News Brief: IMF's Fischer Says Turkey Program on Track

November 26, 2000


IMF First Deputy Managing Director Stanley Fischer said today that Turkey's IMF-supported economic program was on track and noted that the IMF's Executive Board is expected to consider in the third week of December the strengthened package of measures recently agreed by the Turkish authorities and IMF staff.1

"The disinflation and fiscal adjustment program launched by the Turkish government in late 1999 has achieved important results: inflation this year will be the lowest since the mid-1980s; growth has picked up strongly; and public indebtedness, which was rising steeply in relation to GDP last year, is now falling.

"However, the pace of disinflation has been less than targeted and the external current account balance has weakened more than anticipated, partly because of oil prices and partly because of the strength of the rebound in economic activity.

"Against this background, the authorities and the staff announced on November 15 agreement-for review by IMF Management and Executive Board-on a marked reinforcement of the policy package, including a further improvement in 2001 of the primary surplus of the public sector from 3 to 5 percent of GNP. 2 Structural policies are also to be strengthened, including importantly in the areas of banking and privatization.
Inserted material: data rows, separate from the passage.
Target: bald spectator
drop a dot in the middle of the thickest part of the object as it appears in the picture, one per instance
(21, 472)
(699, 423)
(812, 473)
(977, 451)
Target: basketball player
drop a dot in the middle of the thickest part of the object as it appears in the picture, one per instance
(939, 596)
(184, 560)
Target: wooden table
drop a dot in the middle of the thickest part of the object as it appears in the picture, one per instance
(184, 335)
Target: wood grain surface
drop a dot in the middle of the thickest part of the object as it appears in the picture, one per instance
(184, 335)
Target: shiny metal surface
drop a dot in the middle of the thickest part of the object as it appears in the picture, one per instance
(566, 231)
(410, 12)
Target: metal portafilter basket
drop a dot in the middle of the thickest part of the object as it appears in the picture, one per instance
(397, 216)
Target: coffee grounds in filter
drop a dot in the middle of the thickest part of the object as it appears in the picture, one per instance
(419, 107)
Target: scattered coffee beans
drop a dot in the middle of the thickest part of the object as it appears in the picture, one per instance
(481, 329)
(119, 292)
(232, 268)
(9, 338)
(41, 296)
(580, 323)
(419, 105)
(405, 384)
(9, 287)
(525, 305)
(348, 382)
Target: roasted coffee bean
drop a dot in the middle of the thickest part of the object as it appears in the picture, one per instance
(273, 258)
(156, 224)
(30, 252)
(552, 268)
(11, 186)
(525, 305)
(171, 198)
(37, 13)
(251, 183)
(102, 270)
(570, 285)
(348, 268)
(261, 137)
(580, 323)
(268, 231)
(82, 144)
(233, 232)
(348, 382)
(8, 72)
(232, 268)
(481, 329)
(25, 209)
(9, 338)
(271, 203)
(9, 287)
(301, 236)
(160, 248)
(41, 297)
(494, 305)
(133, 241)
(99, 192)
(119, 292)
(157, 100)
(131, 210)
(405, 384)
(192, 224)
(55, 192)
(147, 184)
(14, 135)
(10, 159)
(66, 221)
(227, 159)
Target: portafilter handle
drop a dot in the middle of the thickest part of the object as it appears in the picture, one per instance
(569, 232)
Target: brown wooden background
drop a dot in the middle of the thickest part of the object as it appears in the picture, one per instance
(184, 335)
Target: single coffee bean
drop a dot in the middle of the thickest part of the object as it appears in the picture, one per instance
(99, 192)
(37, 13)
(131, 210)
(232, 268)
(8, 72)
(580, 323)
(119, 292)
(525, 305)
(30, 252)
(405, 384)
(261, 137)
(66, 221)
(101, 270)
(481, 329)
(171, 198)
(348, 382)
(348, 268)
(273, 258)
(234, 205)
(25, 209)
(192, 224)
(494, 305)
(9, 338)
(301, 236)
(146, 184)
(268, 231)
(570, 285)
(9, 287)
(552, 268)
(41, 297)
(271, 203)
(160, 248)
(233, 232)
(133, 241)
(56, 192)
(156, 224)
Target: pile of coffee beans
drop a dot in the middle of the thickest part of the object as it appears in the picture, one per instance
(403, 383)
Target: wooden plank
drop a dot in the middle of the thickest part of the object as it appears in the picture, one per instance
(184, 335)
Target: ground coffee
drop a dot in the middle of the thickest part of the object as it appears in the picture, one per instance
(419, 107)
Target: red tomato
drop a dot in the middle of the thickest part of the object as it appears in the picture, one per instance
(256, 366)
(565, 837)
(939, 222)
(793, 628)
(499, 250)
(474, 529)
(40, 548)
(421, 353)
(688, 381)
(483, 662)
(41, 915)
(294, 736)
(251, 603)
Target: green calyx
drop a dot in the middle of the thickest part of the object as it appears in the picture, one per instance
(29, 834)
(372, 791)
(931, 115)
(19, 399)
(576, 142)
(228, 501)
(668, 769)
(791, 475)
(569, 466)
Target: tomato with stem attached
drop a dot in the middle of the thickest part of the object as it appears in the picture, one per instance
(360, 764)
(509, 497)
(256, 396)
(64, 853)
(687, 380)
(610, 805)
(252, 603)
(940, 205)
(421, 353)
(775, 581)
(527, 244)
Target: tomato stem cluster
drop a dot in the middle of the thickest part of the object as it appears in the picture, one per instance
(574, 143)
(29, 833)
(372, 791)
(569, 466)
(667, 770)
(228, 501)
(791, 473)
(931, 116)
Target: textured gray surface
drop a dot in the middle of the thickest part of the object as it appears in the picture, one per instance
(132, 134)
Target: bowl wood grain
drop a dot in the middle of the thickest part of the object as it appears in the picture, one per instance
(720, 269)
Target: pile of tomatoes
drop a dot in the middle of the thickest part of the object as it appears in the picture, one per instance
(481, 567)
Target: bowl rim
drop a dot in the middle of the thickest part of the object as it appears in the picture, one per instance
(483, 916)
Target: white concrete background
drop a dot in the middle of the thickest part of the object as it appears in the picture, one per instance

"In Management's view, these policies represent an apt response to developments, geared as they are to containing excessive domestic demand pressures, raising domestic saving, and reducing the external current account deficit. Management expects the IMF's Executive Board to consider the policies in the third week of December.

"More recently, money and foreign exchange market conditions have become quite volatile. Against the backdrop of the significantly more disciplined approach to banking supervision embedded in the program, the authorities' response has been twofold:

-a temporary easing of domestic liquidity constraints so as to avoid a disruption of domestic money market conditions; following this injection, the net domestic assets of the central bank are being gradually brought back into line with the quarterly framework specified in the program; and

-more fundamentally, accelerated adoption of the policy measures underlying the 2001 fiscal program, including the privatization aspects. To that end, they have enacted a first tax bill and intend to implement the balance of the measures by the end of November.

"In sum, the program is on track, and it is expected to remain so given the authorities' strong policies for 2001," Mr. Fischer said.


1 The Board meeting in December is to complete the third and fourth review under the three year standby with Turkey approved on December 22, 1999 for a total amount of SDR 2,892 million (about US$ 3.7 billion). Each tranche is for SDR 221.7 million (about US$283 million), of which three have already been disbursed. Two more would be disbursed upon completion of the third and fourth review.

2 The operational deficit of the public sector (i.e. the deficit adjusted for the erosion in the real value of public sector debt due to inflation) is projected to fall to 2 3/4 percent of GNP (a fall of more than 3 percent of GNP with respect to 2000). Public indebtedness in relation to GNP is projected to fall by almost 5 percentage points of GNP to about 56 percent.